I will now say something about the bigger issues. Like my fellow Members who attended the London School of Economics, I have always sought “to know the causes of things”, which is the LSE’s motto. Why is this happening? What has changed socioeconomically?
I have been in the House when really good things have happened and when absolutely disastrous things have happened. I am a totally committed European, but I have not always been. When I was a very young candidate for a council in south Wales, somebody asked me to speak to the local women’s Labour party because the local Labour MP was much too enthusiastic about Europe, and I spoke against Europe. And then I grew up. I saw the huge benefits of being linked with Europe, both for our common defence and for the future of our economy.
My constituency has a high level of exports in top-quality fashion, womenswear and menswear, and top-quality engineering. Everything top quality in Huddersfield depends on the export market, and we have had some very severe cutbacks since we left the European Union. Huddersfield is like everywhere else. Two of the Kirklees constituencies just voted to remain, and two constituencies just voted to leave—the picture was very mixed.

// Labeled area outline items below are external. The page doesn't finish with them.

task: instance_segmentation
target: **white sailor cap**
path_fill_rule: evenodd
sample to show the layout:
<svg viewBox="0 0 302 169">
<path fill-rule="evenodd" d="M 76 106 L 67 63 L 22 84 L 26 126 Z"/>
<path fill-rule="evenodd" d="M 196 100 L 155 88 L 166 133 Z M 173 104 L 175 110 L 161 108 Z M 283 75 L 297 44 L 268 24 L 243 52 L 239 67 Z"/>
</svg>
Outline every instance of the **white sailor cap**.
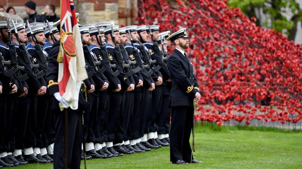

I finish by saying that not only should we all be looking to our constituencies, listening to the voices of our constituents and campaigning, but we should not get too depressed about life. Many Conservative MPs are desperately envious of me, because I was taught at the London School of Economics by Michael Oakeshott, who some people regard as one of the greatest conservative philosophers. I did not only his history of ideas course, but his special subject: for two years, a group of eight of us studied Machiavelli—what a privilege. Because I was interested in the history of ideas, I used to lecture on the subject, and I was always absolutely struck by the work of Thomas Malthus, who was the rector at Bath. He wrote the theory of population, which held that so many people were breeding so quickly that the country would not be able to feed its people, suggesting that it was the end of the civilised world. As I lecture on Malthus, I think about the present concern with global warming and climate change, which is the existential challenge that we all face.
I want to end on this note: I am an optimist. Malthus was wrong, because he underestimated how clever human beings are. We revolutionised agricultural production with the crop rotation system. We developed fertilisers. We invented not only canals, but railways. We transported goods and people. We changed the whole basis of the Malthusian project. Today, there is the existential challenge of climate change and global warming—it is going to happen. I recently helped to launch “Here Comes the Sun”, a book on this issue by Professor Steve Jones, and the fact of the matter is that that challenge is coming, but we humans are clever. Through our universities, businesses and Members of Parliament, we will get the answers so that our planet does not start to fry and life does not end. That is my message today.
It has been a privilege and an honour to be here. I have wonderful staff in Yorkshire and wonderful staff here. I have given hundreds of young people the chance to get into politics through all the internship programmes that we have had with the LSE, Cornell University and so on. Thank goodness that I have had the chance to be here all these years. Thank you, Madam Deputy Speaker; thank you, fellow parliamentarians. I love you all.